Ainda assim, Patrícia Cipriano diz que "ainda há polícias que persistem no erro de informar os pais das crianças desaparecidas que apenas poderão aceitar a denúncia 48 horas depois do desaparecimento". Uma prática "inadmissível, errada e irresponsável", avalia. "Uma criança ou um adolescente são pessoas que, pela sua imaturidade, inexperiência e, por vezes, total dependência dos adultos, são vulneráveis a inúmeros perigos". Nesse sentido, a APCD estabeleceu no mês passado um protocolo com a PJ para estreitarem relações e melhorarem a resposta nos casos de desaparecimento ou rapto de menores.

A presidente da associação aponta, porém, algumas alterações que levaram a que casos como o de Rui Pedro tenham hoje outra visibilidade, como as recentes alterações à Lei de Protecção de Crianças e Jovens em Risco, que considera o desaparecimento como uma situação urgente que representa um verdadeiro perigo para o menor.
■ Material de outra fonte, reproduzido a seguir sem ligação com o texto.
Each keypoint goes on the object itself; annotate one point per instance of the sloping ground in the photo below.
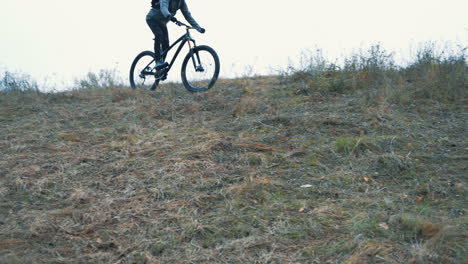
(253, 171)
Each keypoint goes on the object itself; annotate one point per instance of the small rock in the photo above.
(394, 220)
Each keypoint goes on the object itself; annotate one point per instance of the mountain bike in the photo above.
(200, 68)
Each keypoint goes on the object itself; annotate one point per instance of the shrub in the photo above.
(17, 82)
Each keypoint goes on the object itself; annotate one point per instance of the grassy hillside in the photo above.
(307, 167)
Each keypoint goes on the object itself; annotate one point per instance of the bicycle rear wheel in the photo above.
(143, 72)
(200, 69)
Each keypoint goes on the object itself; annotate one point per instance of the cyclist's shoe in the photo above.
(160, 64)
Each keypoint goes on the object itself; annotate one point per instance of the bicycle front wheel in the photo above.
(200, 69)
(143, 73)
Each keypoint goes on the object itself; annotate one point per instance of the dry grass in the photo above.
(121, 176)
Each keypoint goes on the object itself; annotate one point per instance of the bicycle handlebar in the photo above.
(180, 24)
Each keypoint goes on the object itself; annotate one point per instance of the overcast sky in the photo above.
(64, 39)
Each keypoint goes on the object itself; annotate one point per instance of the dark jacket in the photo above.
(169, 8)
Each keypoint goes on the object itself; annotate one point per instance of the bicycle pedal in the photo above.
(164, 65)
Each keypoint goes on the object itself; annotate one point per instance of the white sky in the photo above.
(63, 39)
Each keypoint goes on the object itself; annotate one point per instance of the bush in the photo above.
(10, 82)
(101, 80)
(440, 76)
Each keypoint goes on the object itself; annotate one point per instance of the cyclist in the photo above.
(163, 11)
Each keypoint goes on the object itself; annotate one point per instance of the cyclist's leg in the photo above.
(165, 38)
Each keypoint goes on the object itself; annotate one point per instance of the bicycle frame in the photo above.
(186, 38)
(182, 40)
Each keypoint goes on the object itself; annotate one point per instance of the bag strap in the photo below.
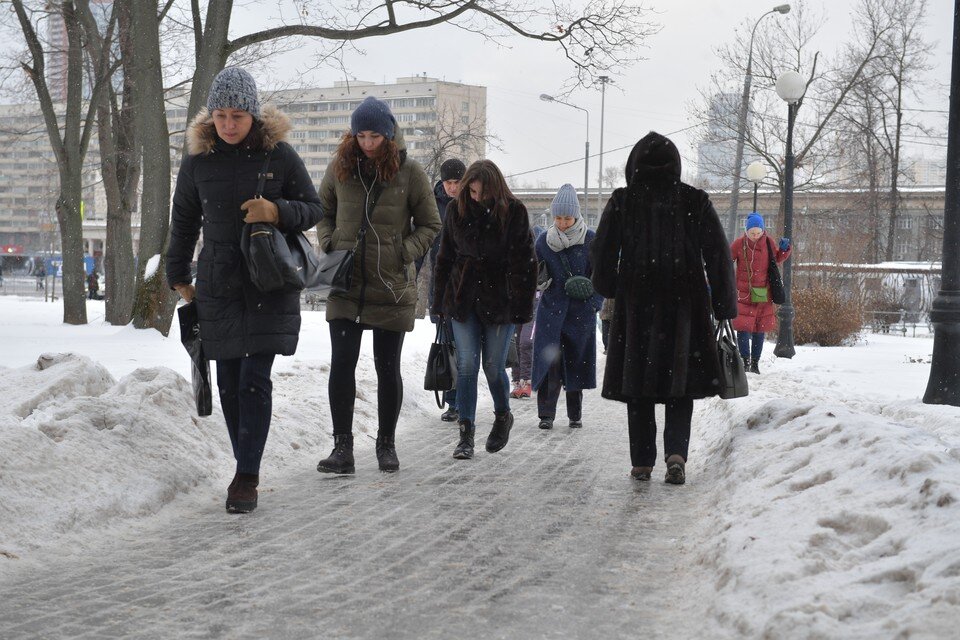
(566, 264)
(262, 176)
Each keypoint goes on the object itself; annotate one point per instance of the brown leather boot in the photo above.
(242, 496)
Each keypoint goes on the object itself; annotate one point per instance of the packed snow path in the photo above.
(549, 538)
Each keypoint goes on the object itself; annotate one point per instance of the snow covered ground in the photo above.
(829, 495)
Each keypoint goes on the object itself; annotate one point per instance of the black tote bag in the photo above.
(441, 372)
(777, 293)
(732, 376)
(200, 374)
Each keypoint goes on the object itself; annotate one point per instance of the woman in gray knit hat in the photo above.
(230, 143)
(565, 329)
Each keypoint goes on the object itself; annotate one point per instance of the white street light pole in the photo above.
(586, 149)
(790, 87)
(603, 97)
(742, 124)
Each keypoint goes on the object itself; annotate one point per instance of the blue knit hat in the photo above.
(373, 115)
(234, 88)
(754, 220)
(566, 202)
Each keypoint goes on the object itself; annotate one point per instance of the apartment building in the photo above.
(439, 119)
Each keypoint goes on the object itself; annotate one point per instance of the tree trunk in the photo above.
(71, 240)
(154, 302)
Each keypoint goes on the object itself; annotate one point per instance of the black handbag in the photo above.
(200, 374)
(576, 287)
(441, 372)
(777, 292)
(278, 261)
(732, 375)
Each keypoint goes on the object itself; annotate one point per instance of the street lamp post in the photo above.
(742, 124)
(756, 172)
(943, 387)
(603, 102)
(586, 149)
(790, 87)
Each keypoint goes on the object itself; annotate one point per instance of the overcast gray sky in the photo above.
(654, 94)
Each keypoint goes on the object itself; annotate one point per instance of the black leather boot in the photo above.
(501, 432)
(387, 454)
(464, 450)
(340, 459)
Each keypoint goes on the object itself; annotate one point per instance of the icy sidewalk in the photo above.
(548, 538)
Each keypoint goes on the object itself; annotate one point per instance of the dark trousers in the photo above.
(642, 423)
(246, 397)
(345, 337)
(744, 338)
(549, 394)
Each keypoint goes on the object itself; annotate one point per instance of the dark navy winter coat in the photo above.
(236, 319)
(564, 322)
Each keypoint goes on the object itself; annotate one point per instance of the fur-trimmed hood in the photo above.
(202, 134)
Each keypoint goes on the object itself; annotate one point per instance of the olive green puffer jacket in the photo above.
(384, 291)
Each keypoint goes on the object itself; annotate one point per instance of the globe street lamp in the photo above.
(790, 87)
(943, 387)
(742, 123)
(603, 101)
(756, 172)
(586, 148)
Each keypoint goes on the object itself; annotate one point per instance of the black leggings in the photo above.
(643, 430)
(345, 337)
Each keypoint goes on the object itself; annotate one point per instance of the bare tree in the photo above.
(598, 40)
(786, 45)
(70, 137)
(119, 159)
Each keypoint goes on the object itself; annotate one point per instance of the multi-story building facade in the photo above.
(439, 120)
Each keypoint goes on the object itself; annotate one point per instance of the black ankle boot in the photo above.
(341, 458)
(387, 454)
(242, 493)
(464, 450)
(500, 432)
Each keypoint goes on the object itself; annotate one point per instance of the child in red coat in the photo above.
(756, 313)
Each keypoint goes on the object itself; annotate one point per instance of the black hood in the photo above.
(653, 155)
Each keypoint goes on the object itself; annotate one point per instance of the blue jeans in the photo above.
(246, 397)
(492, 341)
(744, 339)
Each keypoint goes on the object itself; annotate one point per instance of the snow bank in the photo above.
(828, 522)
(79, 450)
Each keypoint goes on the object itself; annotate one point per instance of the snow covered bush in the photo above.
(825, 317)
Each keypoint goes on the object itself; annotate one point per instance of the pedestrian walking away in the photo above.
(485, 281)
(445, 191)
(242, 328)
(370, 192)
(756, 313)
(565, 340)
(657, 239)
(523, 336)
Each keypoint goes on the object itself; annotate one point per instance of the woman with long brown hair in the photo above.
(486, 276)
(370, 193)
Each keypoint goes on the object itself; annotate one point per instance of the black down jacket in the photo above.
(236, 319)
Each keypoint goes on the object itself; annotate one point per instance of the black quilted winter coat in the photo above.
(236, 319)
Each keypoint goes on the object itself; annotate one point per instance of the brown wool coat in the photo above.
(484, 268)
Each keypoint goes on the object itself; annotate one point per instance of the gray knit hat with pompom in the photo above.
(234, 88)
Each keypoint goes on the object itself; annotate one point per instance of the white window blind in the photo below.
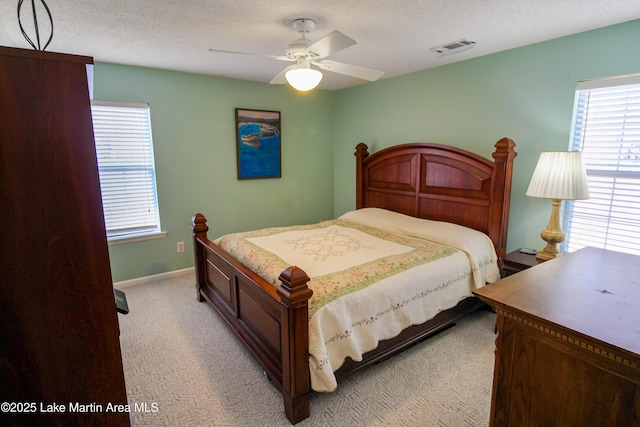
(607, 130)
(127, 175)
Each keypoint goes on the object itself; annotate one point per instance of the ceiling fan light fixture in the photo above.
(303, 79)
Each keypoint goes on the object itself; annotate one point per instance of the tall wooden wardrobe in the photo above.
(59, 335)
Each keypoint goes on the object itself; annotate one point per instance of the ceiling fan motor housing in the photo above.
(297, 49)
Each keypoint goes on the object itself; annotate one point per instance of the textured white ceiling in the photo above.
(395, 36)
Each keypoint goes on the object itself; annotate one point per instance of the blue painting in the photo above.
(258, 144)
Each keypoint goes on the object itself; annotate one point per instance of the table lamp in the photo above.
(559, 175)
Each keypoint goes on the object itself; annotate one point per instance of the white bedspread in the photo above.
(393, 287)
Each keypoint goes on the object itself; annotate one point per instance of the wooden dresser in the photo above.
(568, 344)
(59, 335)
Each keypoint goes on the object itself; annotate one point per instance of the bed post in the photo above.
(199, 230)
(361, 154)
(296, 382)
(499, 224)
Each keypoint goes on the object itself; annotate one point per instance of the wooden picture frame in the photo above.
(258, 144)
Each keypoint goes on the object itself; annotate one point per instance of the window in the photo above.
(127, 175)
(607, 130)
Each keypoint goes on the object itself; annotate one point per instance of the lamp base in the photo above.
(553, 234)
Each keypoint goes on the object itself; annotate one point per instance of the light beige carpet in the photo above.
(184, 367)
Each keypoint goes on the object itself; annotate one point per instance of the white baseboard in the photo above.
(154, 278)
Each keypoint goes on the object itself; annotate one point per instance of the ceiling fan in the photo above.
(305, 54)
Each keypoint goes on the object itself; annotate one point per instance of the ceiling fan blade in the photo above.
(233, 52)
(280, 79)
(350, 70)
(333, 42)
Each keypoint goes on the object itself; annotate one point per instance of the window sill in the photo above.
(136, 238)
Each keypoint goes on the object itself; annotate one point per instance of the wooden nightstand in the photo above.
(516, 261)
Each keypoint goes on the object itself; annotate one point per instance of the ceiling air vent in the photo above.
(453, 47)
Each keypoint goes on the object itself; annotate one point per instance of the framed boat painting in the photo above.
(258, 144)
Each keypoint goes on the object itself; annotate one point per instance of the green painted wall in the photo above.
(525, 94)
(193, 125)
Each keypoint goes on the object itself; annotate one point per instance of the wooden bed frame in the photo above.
(419, 179)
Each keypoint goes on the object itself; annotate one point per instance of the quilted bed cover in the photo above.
(373, 273)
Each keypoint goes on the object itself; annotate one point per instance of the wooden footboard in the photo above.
(273, 323)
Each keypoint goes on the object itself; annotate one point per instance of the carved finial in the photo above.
(505, 149)
(199, 225)
(361, 150)
(294, 290)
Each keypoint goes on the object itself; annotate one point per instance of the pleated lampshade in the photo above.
(559, 175)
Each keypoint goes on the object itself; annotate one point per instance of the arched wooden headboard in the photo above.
(440, 183)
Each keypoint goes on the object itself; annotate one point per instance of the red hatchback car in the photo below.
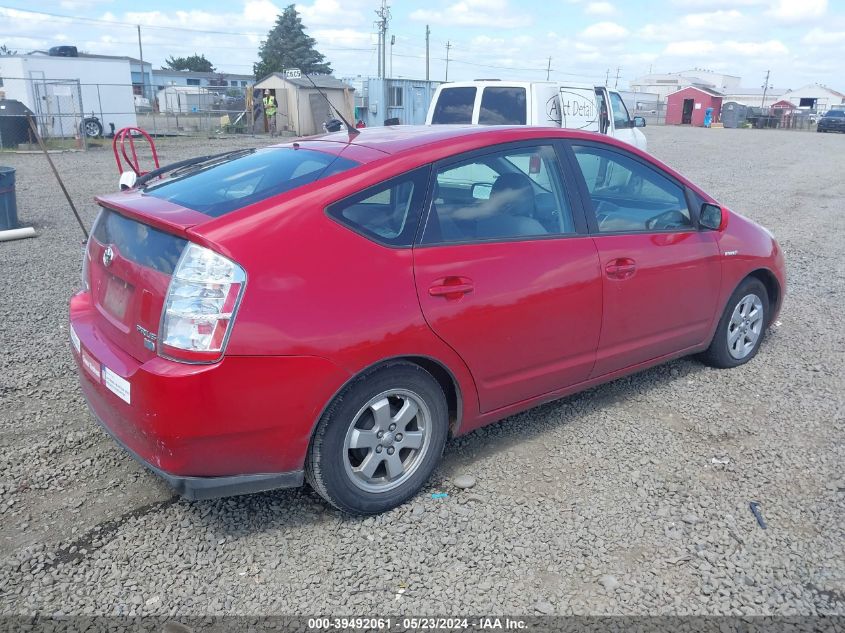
(334, 308)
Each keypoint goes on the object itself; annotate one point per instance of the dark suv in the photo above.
(832, 121)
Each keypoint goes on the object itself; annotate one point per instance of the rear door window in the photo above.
(454, 105)
(628, 196)
(223, 187)
(387, 213)
(503, 106)
(511, 194)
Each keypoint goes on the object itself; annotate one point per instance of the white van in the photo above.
(543, 103)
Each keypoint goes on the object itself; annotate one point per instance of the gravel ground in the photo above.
(631, 498)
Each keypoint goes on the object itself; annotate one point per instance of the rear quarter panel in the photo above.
(316, 288)
(747, 247)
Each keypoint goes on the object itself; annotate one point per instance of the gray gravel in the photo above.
(630, 498)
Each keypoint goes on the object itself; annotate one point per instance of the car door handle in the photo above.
(621, 268)
(451, 287)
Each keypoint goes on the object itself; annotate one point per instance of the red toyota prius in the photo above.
(332, 309)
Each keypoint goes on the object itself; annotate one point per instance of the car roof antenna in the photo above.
(353, 132)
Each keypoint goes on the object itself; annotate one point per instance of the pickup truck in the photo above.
(542, 103)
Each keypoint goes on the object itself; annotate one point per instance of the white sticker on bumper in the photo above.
(117, 385)
(75, 340)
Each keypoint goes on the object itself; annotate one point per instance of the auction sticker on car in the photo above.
(116, 384)
(91, 365)
(75, 340)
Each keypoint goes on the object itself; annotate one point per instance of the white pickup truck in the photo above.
(543, 103)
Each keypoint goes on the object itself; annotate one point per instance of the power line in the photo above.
(133, 25)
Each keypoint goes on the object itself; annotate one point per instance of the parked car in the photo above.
(332, 309)
(832, 121)
(542, 103)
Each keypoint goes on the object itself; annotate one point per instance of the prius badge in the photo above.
(149, 338)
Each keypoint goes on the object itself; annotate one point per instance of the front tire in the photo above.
(379, 440)
(741, 327)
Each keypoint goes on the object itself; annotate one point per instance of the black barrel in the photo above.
(14, 126)
(8, 203)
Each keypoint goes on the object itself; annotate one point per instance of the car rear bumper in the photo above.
(240, 425)
(198, 488)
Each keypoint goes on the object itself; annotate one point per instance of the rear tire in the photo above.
(379, 440)
(741, 327)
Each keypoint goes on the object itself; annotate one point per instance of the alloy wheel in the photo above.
(745, 326)
(387, 440)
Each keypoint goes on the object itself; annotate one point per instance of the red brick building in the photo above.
(688, 105)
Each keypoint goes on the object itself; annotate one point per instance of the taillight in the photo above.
(200, 306)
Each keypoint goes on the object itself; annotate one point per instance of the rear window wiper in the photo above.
(189, 165)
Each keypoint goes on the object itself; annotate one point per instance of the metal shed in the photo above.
(733, 114)
(301, 109)
(688, 105)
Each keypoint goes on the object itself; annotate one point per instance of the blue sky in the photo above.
(800, 41)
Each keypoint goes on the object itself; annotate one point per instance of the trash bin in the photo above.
(8, 204)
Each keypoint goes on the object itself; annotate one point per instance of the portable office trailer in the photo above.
(60, 90)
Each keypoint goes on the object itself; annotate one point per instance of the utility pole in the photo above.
(143, 74)
(765, 90)
(383, 14)
(427, 34)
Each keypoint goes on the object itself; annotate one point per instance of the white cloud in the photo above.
(605, 31)
(599, 8)
(700, 48)
(821, 37)
(330, 12)
(731, 20)
(793, 11)
(485, 13)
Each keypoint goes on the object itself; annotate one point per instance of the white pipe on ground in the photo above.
(17, 234)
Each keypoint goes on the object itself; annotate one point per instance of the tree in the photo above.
(288, 46)
(195, 63)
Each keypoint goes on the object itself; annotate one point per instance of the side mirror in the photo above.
(710, 216)
(481, 191)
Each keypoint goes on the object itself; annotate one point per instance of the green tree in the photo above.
(288, 46)
(195, 63)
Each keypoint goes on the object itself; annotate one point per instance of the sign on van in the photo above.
(578, 109)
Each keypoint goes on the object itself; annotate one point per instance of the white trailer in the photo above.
(541, 103)
(63, 90)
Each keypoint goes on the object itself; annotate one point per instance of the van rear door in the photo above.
(578, 108)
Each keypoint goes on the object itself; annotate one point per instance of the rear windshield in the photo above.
(503, 106)
(454, 105)
(224, 187)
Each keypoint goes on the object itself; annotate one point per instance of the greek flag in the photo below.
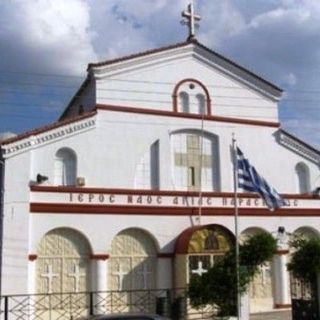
(250, 180)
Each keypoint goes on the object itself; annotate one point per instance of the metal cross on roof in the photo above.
(191, 18)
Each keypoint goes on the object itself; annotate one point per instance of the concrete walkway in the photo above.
(274, 315)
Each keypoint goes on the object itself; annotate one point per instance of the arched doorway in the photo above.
(63, 263)
(197, 249)
(261, 289)
(132, 271)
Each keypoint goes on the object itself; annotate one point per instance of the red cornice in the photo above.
(72, 189)
(165, 255)
(282, 252)
(166, 211)
(32, 257)
(282, 306)
(187, 115)
(99, 256)
(48, 127)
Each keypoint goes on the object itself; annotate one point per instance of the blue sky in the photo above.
(46, 45)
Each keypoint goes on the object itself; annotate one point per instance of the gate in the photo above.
(304, 299)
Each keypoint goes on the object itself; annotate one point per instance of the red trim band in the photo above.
(32, 257)
(187, 115)
(96, 256)
(74, 189)
(282, 252)
(282, 306)
(165, 255)
(169, 211)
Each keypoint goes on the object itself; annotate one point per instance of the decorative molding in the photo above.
(62, 208)
(187, 115)
(298, 146)
(85, 190)
(282, 252)
(168, 255)
(47, 135)
(98, 256)
(32, 257)
(282, 306)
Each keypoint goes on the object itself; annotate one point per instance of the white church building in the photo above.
(132, 188)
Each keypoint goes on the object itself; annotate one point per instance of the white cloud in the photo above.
(51, 36)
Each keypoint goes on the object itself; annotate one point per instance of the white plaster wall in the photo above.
(108, 155)
(229, 98)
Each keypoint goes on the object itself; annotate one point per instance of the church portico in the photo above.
(137, 191)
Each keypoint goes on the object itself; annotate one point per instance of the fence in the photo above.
(71, 306)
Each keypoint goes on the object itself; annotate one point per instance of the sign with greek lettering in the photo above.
(161, 200)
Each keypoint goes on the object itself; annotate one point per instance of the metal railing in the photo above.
(70, 306)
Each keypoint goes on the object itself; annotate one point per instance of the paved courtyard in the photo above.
(275, 315)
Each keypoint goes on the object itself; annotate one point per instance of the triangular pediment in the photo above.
(191, 50)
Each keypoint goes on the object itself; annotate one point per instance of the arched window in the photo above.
(184, 102)
(201, 103)
(65, 167)
(63, 263)
(133, 261)
(195, 161)
(302, 178)
(191, 96)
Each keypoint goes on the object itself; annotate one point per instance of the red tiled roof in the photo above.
(180, 45)
(137, 55)
(47, 128)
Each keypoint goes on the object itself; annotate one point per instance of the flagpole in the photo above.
(201, 165)
(235, 189)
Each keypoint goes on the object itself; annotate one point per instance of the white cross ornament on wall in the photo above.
(49, 275)
(200, 271)
(77, 275)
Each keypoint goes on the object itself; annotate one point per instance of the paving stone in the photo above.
(275, 315)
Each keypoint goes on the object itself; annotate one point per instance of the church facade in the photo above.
(132, 189)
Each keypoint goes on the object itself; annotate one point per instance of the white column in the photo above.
(281, 279)
(32, 274)
(245, 307)
(164, 271)
(99, 267)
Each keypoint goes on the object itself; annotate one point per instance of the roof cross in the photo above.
(191, 18)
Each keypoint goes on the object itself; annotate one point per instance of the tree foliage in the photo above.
(219, 285)
(305, 260)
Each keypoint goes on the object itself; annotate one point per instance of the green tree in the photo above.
(218, 286)
(305, 260)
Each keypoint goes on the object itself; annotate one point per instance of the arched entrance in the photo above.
(197, 249)
(63, 263)
(133, 261)
(261, 289)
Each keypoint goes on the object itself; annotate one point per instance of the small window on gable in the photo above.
(65, 167)
(184, 102)
(201, 103)
(302, 178)
(191, 96)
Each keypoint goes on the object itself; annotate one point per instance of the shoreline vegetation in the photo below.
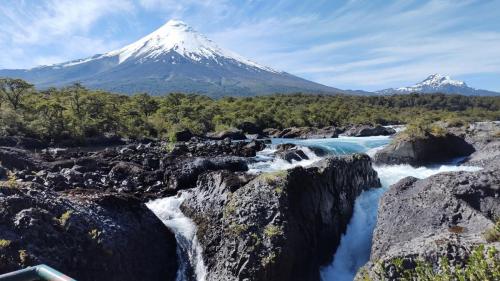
(78, 113)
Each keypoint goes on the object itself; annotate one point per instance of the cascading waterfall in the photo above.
(189, 251)
(354, 249)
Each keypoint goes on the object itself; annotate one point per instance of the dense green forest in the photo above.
(77, 112)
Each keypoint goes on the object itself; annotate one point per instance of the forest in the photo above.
(77, 112)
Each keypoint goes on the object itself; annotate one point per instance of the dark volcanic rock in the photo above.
(88, 236)
(249, 128)
(367, 131)
(422, 151)
(3, 173)
(308, 133)
(22, 142)
(233, 134)
(272, 132)
(486, 155)
(184, 135)
(290, 152)
(13, 158)
(184, 174)
(219, 148)
(278, 226)
(443, 215)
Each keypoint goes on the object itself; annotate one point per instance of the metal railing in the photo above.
(36, 273)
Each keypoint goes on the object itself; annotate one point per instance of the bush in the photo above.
(493, 234)
(482, 264)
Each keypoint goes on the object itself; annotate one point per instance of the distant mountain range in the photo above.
(174, 58)
(437, 83)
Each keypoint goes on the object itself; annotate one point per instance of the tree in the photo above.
(13, 90)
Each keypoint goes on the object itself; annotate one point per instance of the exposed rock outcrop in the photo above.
(368, 130)
(218, 148)
(277, 226)
(444, 215)
(290, 152)
(421, 151)
(308, 133)
(145, 170)
(87, 235)
(232, 134)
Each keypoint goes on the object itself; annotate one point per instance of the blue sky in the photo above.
(350, 44)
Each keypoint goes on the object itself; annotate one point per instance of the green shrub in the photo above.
(482, 264)
(272, 177)
(5, 243)
(272, 230)
(493, 234)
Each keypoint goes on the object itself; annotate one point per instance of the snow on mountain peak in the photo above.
(179, 37)
(439, 80)
(434, 81)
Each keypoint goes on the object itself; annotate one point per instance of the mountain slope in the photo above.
(174, 58)
(437, 83)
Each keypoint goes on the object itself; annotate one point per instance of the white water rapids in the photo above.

A Convenção da Haia sobre os Aspectos Civis do Rapto Internacional de Menores, ratificada por Portugal, é igualmente vista como um instrumento importante para a rápida recuperação do menor, bem como a criação de uma linha europeia dedicada à participação do desaparecimento de crianças; o número único 116 000.

"É evidente que a mudança não foi radical, até porque a escassez de meios técnicos e humanos das polícias vinha agravar as dificuldades na localização dos menores", avalia a líder da associação criada em 2007 por iniciativa de Filomena Teixeira, a mãe de Rui Pedro.

As mudanças não aconteceram apenas em Portugal, recorda Dulce Rocha. Só em 2001, por pressão das organizações não-governamentais, a União Europeia reconheceu o papel determinante da sociedade civil no combate ao desaparecimento e exploração sexual de crianças e foram criados programas para apoiar estudos e investigações sobre esta temática.

Neste trabalho tem especial relevo a Federação Europeia das Crianças Desaparecidas e Exploradas Sexualmente, Missing Children Europe, ou portais na Internet como o ClickSafe (www.clicksafe.be) ou Child Focus (www.child-focus.org), que apoiam as instituições de protecção de crianças e as famílias de menores desaparecidos. E é quando olha para as ferramentas que existem a nível europeu que Patrícia Cipriano conclui: "Portugal ainda tem um longo caminho a percorrer".